Question

Which of the following is not an identity for tan(x/2)

Answer 1

Answer:

Options C and D.

Step-by-step explanation:

A. $\frac{(1-cox)}{sinx}=\frac{1-(2cos^{2}\frac{x}{2}-1)}{2sin\frac{x}{2}cos\frac{x}{2}}$

= $\frac{(2-2cos^{2}\frac{x}{2})}{2sin\frac{x}{2}cos\frac{x}{2}}$

= $\frac{2(1-cos^{2}\frac{x}{2})}{2sin\frac{x}{2}cos\frac{x}{2}}$

= $\frac{2sin^{2}\frac{x}{2}}{2sin\frac{x}{2}cos\frac{x}{2}}$

= $\frac{sin\frac{x}{2} }{cos\frac{x}{2}}$

= $tan\frac{x}{2}$

Therefore, it's an identity for $tan\frac{x}{2}$

B. $\frac{sinx}{1+cosx}=\frac{2sin\frac{x}{2}cos\frac{x}{2}}{1+2cos^{2}\frac{x}{2}-1}$

$=\frac{sin\frac{x}{2}}{cos\frac{x}{2}}$

$=tan\frac{x}{2}$

Therefore, it's an identity $tan\frac{x}{2}$

C. $\frac{cosx}{1-sinx}=\frac{cos^{2}\frac{x}{2}-sin^{2}\frac{x}{2}}{2sin\frac{x}{2}cos\frac{x}{2}}$

$=\frac{cos\frac{x}{2}}{2sin\frac{x}{2}}-\frac{sin\frac{x}{2}}{2cos\frac{x}{2}}$

$=\frac{1}{2}[cot\frac{x}{2}-tan\frac{x}{2}]$

Therefore, it's not an identity for $tan\frac{x}{2}$

D. $\pm \sqrt{\frac{1-cosx}{1+cosx}}=\pm {\sqrt{\frac{1-(1-2sin^{2}\frac{x}{2})}{1+(2cos^{2}\frac{x}{2}-1)}}}$

$=\pm \sqrt{\frac{sin^{2}\frac{x}{2}}{cos^{2}\frac{x}{2}}}$

$=\pm \sqrt{tan^{2}\frac{x}{2}}$

$=\pm tan\frac{x}{2}$

Therefore, it's not an identity for $tan\frac{x}{2}$

Options C and D are not the identities.

Answer 2

Answer:

C and D.

Step-by-step explanation:

Check each one using x = 60 degrees:

A. tan(x/2)  = tan 30 = 0.5774

1 - cos 60 / sin 60 = 0.5774   So A is an identity

B.   sin 60 / (1 + cos 60) =  0.5774 :- B is an identity.

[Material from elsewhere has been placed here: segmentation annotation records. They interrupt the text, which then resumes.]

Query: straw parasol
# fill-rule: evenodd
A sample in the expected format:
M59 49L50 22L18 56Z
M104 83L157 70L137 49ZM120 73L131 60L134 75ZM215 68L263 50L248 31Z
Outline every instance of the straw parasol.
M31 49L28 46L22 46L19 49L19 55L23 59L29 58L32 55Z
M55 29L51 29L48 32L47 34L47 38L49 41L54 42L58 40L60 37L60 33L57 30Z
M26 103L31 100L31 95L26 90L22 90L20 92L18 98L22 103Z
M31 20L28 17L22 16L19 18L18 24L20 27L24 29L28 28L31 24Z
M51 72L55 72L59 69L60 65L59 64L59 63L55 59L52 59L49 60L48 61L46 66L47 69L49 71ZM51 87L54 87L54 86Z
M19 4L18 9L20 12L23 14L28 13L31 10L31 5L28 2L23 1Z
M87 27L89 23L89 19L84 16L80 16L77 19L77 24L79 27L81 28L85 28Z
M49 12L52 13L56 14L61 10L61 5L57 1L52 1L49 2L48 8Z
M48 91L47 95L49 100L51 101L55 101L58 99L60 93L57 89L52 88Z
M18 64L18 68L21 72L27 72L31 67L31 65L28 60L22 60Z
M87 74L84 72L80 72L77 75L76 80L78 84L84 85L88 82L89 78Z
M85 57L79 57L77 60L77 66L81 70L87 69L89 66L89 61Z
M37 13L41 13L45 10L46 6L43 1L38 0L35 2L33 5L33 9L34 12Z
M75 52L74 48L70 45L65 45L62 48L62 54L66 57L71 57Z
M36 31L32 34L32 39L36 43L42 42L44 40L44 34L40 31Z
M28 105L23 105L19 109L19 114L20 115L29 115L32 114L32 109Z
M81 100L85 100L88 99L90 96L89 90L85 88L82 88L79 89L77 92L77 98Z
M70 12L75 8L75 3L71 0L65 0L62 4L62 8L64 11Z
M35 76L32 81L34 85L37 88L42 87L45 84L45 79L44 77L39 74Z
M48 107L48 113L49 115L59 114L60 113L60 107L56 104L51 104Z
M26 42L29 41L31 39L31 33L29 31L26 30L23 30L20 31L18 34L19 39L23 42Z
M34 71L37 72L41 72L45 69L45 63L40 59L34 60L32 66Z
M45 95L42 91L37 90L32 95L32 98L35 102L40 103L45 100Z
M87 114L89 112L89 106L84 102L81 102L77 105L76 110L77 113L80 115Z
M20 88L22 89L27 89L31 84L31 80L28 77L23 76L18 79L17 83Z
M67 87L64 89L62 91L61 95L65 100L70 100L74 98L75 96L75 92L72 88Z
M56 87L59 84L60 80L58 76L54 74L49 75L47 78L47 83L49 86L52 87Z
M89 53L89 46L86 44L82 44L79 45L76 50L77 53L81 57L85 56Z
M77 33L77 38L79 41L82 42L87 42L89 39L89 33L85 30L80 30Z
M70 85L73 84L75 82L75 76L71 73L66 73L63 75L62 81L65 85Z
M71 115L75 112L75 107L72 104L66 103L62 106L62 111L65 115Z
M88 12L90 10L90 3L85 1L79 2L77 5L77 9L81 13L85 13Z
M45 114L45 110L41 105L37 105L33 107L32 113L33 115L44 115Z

C.  cos 60 / ( 1 - sin 60) =  3.732  so This is NOT an identity.

D +/-sqrt( (1 - cos60)/(1 + cos 60)) =  +/- 0.5774.   Because oif the  +/- I don't think this is an identity. Sorry I can't be sure.